In a letter to Nature, an international team of astronomers, including Marc Sarzi from the University of Hertfordshire, report the exciting discovery of a new way to measure the mass of supermassive black holes in galaxies. By measuring the speed with which carbon monoxide molecules orbit around such black holes, this new research opens the possibility of making these measurements in many more galaxies than ever before.

Image of Galaxy NGC4526 - the purple areas show the cold molecular gas which coincides with the dusty disk

A black hole is an object so dense that its gravity prevents anything, including light, from escaping. Supermassive black holes can be as much as a million to a billion times more massive than our Sun, and it is believed that most, if not all galaxies including the Milky Way, contain supermassive black holes at their centres - suggesting that the evolution of black holes and galaxies is very tightly linked.

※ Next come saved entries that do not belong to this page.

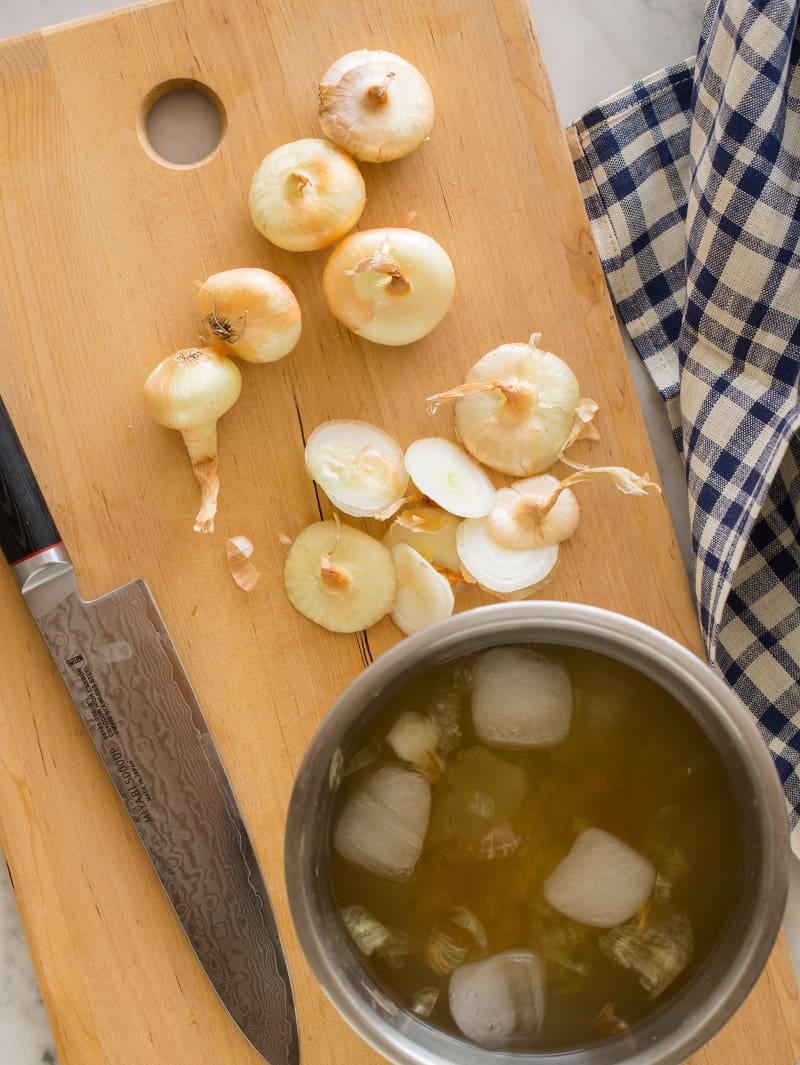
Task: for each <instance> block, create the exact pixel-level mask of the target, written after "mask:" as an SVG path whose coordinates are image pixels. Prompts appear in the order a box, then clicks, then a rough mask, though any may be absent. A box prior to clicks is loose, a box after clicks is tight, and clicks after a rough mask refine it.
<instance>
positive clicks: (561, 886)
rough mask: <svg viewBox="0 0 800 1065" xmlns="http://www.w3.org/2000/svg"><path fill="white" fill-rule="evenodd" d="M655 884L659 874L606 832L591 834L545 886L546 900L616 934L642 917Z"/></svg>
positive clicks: (580, 844)
mask: <svg viewBox="0 0 800 1065" xmlns="http://www.w3.org/2000/svg"><path fill="white" fill-rule="evenodd" d="M654 884H655V869H654V868H653V866H652V865H651V864H650V863H649V862H648V861H647V858H643V857H642V856H641V855H640V854H638V853H637V852H636V851H635V850H634V849H633V848H632V847H628V846H627V843H624V842H623V841H622V840H621V839H617V837H616V836H613V835H610V833H608V832H603V830H602V829H585V830H584V831H583V832H582V833H581V834H579V835H578V837H577V839H576V840H575V842H574V843H573V845H572V850H571V851H570V852H569V854H568V855H567V857H566V858H564V859H562V861H561V862H559V863H558V865H557V866H556V867H555V869H554V870H553V872H552V873H551V874H550V876H548V879H546V880H545V881H544V898H545V900H546V901H548V902H549V903H550V905H551V906H553V908H554V910H557V911H558V912H559V913H561V914H564V915H565V916H566V917H570V918H572V920H573V921H581V922H582V923H583V924H591V925H593V927H594V928H601V929H610V928H614V927H615V924H622V922H623V921H626V920H630V918H632V917H633V916H634V914H636V912H637V911H638V908H639V906H640V905H641V904H642V902H644V900H646V899H648V898H649V897H650V895H651V892H652V890H653V886H654Z"/></svg>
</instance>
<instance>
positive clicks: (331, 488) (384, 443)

Understanding the formation of the first galaxies, the way galaxies change over time, and the processes that have generated the variety of structures observed in nearby galaxies is one of the most active research areas in astrophysics.

Marc Sarzi, from the University of Hertfordshire’s Centre for Astrophysics Research, said: “There is an intriguing link between the mass of supermassive black holes and the mass of their host galaxies, but this is based only on quite a small number of estimates. Until now only three methods were used to measure the mass of supermassive black holes and these only work on relatively nearby galaxies. With this new technique, we have been able to show that we can measure black hole masses much further out in the universe, which will help understanding the role that supermassive black holes played during the formation of galaxies.”

Tim Davis, lead author of the paper and from the European Southern Observatory, commented: “We observed carbon monoxide molecules in the galaxy we were monitoring using the Combined Array for Research in Millimeter-wave Astronomy (CARMA) telescope. With its super-sharp images we were able to zoom right into the centre of the galaxy and observe the gas whizzing around the black hole. This gas moves at a speed which is determined by the black-hole’s mass, and the distance from it. By measuring the velocity of the gas at each position, we can measure the mass of the black hole.”

The CARMA observations were rather challenging, but the new ALMA (Atacama Large Millimeter/submillimeter Array) telescope currently being built in Chile will allow this new technique to be applied more routinely to hundreds of galaxies in the nearby Universe.